Abstract
In this paper, we present new techniques for increasing the diversity of red-teaming prompts generated by automated machine learning-based methods, thereby enabling the discovery of more vulnerabilities in large language models. Using reinforcement learning to train models to output effective prompts for this task results in the models converging deterministically to a single output. Our first technique, which we term Defender, acts by blocking the reward signal for prompts that have already been discovered, thus making what was a stationary problem into a non-stationary problem that compels the reward maximizing algorithm to continually seek new prompts.

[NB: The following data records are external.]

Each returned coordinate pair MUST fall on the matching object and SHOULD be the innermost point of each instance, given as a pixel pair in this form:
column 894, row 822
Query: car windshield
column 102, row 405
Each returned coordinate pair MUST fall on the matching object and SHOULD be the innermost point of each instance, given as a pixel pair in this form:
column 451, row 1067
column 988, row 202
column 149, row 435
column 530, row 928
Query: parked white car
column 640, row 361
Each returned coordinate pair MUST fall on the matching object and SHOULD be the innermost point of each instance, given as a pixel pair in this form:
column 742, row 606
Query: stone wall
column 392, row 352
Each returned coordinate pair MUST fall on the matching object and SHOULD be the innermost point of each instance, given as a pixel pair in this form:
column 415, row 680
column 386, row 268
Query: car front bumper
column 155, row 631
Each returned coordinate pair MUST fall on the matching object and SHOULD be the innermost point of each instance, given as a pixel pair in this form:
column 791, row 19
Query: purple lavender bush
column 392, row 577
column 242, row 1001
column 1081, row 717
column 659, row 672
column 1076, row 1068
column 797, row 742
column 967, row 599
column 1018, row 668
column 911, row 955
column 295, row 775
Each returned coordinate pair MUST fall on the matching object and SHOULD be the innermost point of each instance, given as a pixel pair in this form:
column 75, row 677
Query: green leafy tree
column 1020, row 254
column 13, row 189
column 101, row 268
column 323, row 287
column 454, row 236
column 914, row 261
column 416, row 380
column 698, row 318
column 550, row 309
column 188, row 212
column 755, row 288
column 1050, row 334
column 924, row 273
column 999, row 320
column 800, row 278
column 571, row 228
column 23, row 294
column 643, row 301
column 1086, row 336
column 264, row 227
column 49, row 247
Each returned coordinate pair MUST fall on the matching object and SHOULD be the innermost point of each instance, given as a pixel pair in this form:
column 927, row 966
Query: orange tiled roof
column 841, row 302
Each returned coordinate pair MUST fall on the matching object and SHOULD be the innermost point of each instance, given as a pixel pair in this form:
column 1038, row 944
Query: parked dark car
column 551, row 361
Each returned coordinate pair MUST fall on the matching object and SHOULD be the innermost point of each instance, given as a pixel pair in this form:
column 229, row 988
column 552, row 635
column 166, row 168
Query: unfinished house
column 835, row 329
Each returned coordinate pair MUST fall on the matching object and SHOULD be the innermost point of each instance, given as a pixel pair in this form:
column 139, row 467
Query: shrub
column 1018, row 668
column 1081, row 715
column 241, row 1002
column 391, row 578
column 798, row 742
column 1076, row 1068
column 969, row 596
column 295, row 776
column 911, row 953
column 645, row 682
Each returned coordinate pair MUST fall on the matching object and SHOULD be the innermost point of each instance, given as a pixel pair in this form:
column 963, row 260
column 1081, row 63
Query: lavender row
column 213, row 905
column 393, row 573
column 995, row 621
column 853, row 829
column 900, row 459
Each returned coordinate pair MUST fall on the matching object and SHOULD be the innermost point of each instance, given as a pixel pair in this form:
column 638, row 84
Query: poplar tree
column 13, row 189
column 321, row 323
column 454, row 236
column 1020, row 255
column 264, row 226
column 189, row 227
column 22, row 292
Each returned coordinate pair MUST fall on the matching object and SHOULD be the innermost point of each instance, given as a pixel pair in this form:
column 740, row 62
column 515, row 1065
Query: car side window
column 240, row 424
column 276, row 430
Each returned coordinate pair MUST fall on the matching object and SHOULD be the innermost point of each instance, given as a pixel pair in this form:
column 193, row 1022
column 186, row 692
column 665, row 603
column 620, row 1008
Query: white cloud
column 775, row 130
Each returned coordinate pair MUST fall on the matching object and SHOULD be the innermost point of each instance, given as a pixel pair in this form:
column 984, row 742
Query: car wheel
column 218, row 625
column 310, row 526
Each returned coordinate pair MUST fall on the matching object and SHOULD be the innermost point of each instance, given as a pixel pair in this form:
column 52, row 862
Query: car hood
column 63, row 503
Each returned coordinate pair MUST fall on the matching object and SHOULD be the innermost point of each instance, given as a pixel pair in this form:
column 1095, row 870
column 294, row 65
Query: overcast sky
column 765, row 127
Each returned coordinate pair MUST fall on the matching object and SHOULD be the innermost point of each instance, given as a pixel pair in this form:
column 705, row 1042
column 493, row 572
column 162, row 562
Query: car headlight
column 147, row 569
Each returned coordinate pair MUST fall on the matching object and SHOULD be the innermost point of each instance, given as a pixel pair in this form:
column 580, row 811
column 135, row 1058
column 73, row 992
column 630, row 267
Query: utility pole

Our second technique, Teamplay, trains two prompt generation models in tandem and adds the KL divergence between them to the reward in order to make them search in disparate regions of the space of prompts. Our techniques are shown experimentally to increase the effectiveness and diversity of prompts generated by existing reinforcement learning baselines.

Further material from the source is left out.